First, attempt reduction on both sub-items, then see if eval(t1) results in a Lambda. If so, perform one step of variable substitution (via the subst function) and then continue simplifying. For Lambdas (Abs), simply return them as they are.

The implementation of the subst function becomes much simpler when we don't need to consider free variables. We just need to keep track of the current depth recursively and compare it with the encountered variables.
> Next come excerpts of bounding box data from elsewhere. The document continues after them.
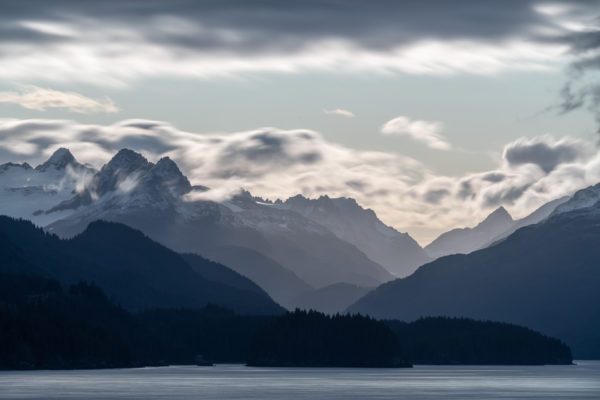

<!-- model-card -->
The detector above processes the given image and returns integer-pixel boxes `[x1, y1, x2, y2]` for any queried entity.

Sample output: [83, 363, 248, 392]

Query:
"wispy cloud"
[0, 86, 119, 113]
[0, 0, 593, 85]
[0, 119, 600, 241]
[381, 115, 452, 150]
[323, 108, 356, 118]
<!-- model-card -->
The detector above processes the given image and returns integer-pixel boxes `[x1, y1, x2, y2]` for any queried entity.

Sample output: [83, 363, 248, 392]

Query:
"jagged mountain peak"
[102, 149, 151, 171]
[0, 162, 33, 172]
[479, 206, 513, 225]
[35, 147, 80, 171]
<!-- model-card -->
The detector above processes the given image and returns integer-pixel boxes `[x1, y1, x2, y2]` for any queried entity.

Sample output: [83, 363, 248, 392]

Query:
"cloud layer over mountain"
[0, 0, 598, 85]
[0, 115, 600, 240]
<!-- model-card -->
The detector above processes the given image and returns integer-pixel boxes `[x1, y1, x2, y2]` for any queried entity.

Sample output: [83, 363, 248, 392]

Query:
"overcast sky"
[0, 0, 600, 244]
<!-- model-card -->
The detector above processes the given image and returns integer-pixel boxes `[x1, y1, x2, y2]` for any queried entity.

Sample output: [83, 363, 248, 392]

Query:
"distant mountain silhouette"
[203, 246, 313, 309]
[47, 149, 392, 296]
[425, 196, 569, 258]
[0, 148, 96, 225]
[275, 195, 431, 277]
[0, 217, 282, 314]
[0, 268, 571, 369]
[425, 207, 514, 259]
[349, 188, 600, 358]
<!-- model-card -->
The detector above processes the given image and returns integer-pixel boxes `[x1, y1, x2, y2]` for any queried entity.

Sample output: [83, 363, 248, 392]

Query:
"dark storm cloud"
[483, 184, 531, 207]
[0, 0, 593, 52]
[423, 189, 450, 204]
[558, 12, 600, 133]
[0, 0, 600, 86]
[504, 138, 590, 173]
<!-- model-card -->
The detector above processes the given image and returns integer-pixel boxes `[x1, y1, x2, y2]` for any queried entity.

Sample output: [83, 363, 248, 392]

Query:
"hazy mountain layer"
[48, 150, 391, 298]
[275, 195, 431, 277]
[425, 207, 514, 258]
[0, 217, 282, 314]
[349, 195, 600, 358]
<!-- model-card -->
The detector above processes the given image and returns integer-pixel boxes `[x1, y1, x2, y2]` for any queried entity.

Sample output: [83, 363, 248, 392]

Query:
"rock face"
[348, 192, 600, 359]
[275, 195, 431, 277]
[425, 207, 514, 259]
[39, 149, 392, 307]
[0, 148, 96, 225]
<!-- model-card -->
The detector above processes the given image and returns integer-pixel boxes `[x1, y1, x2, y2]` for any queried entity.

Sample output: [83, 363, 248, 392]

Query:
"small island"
[247, 310, 411, 368]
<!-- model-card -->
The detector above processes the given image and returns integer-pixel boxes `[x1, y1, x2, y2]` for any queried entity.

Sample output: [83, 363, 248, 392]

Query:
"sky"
[0, 0, 600, 244]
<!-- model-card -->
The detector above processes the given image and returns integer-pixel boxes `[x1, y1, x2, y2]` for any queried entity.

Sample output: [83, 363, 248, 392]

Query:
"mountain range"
[0, 217, 283, 314]
[348, 185, 600, 358]
[0, 149, 429, 308]
[0, 149, 600, 357]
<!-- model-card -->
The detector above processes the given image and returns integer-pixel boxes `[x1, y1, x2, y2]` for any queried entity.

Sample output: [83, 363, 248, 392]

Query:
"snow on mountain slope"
[425, 207, 514, 258]
[552, 183, 600, 215]
[0, 148, 95, 225]
[482, 196, 569, 248]
[47, 150, 392, 295]
[273, 195, 431, 277]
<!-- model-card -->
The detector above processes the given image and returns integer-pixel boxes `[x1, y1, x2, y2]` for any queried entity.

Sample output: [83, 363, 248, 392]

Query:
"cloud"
[0, 119, 600, 242]
[0, 86, 119, 113]
[504, 136, 595, 173]
[323, 108, 356, 118]
[381, 116, 452, 150]
[0, 0, 584, 85]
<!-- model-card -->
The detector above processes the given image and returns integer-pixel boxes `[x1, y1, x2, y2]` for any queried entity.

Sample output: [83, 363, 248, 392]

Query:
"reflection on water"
[0, 361, 600, 399]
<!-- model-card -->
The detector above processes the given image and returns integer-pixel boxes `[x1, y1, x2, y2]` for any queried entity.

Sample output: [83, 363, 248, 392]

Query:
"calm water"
[0, 361, 600, 400]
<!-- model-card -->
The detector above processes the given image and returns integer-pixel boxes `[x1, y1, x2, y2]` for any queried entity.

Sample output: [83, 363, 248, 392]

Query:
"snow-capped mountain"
[425, 207, 514, 258]
[552, 183, 600, 215]
[47, 150, 392, 306]
[483, 196, 569, 247]
[0, 148, 96, 225]
[274, 195, 431, 277]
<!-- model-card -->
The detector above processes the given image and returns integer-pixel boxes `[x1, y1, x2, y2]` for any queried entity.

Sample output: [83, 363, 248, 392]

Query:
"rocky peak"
[479, 206, 513, 226]
[151, 157, 192, 195]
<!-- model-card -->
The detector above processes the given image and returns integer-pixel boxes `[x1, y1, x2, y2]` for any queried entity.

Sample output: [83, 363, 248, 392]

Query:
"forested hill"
[0, 274, 571, 369]
[385, 317, 573, 365]
[248, 310, 410, 368]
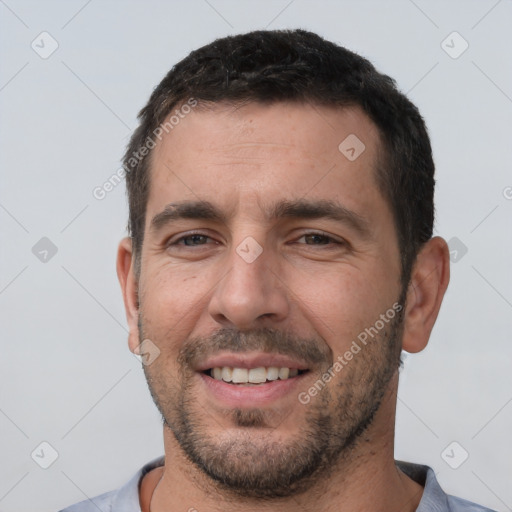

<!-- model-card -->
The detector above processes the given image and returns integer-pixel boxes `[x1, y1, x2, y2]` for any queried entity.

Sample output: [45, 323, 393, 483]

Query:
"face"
[137, 104, 403, 497]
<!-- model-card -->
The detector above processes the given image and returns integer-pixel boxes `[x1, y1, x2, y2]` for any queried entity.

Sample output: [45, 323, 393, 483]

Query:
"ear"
[402, 236, 450, 352]
[116, 237, 139, 354]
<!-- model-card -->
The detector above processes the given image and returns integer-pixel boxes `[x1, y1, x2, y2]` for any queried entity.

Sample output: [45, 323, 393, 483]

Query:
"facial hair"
[139, 303, 403, 499]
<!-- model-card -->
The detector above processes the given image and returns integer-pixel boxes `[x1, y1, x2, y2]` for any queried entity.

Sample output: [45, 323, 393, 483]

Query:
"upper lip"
[196, 352, 309, 372]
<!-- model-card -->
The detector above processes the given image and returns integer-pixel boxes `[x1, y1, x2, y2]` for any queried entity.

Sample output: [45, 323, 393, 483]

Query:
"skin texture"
[117, 103, 449, 512]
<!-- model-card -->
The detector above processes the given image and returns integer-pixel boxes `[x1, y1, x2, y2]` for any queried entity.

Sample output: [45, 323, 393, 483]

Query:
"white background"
[0, 0, 512, 512]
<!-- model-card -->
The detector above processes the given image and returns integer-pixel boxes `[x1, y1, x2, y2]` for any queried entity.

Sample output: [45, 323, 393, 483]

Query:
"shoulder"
[395, 461, 494, 512]
[446, 494, 495, 512]
[59, 457, 164, 512]
[59, 491, 117, 512]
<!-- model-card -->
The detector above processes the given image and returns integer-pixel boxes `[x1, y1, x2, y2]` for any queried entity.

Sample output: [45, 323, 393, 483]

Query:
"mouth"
[195, 352, 313, 408]
[203, 366, 309, 386]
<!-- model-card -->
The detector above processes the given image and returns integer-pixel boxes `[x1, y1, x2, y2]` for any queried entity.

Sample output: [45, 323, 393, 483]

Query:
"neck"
[151, 380, 423, 512]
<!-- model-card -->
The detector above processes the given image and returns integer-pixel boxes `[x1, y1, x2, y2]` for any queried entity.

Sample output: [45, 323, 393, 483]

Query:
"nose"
[208, 242, 290, 330]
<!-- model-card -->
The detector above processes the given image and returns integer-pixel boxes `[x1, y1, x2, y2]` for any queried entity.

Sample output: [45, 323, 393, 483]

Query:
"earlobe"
[116, 237, 139, 352]
[402, 237, 450, 352]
If they match, it's the variable to be replaced.

fn subst(t1 : TermDBI, t2 : TermDBI) -> TermDBI {
fn go(t1 : TermDBI, t2 : TermDBI, depth : Int) -> TermDBI {
match t1 {
Var(name, d) => {
if d == depth {
t2
} else {
t1
}
}
Abs(name, t) => {
Abs(name, go(t, t2, depth + 1))
}
App(tl, tr) => {
App(go(tl, t2, depth), go(tr, t2, depth))
}
}
}
go(t1, t2, 0)
}

The full code: try.moonbitlang.com/#89e3e788

Improvement

When mapping variable names to indices, we used the List[Index] type and updated the entire list every time we added a new Lambda. However, this is actually quite a clumsy method. I believe you can quickly realize that to store a List[String] should simply suffice. If you're interested, you can try it yourself.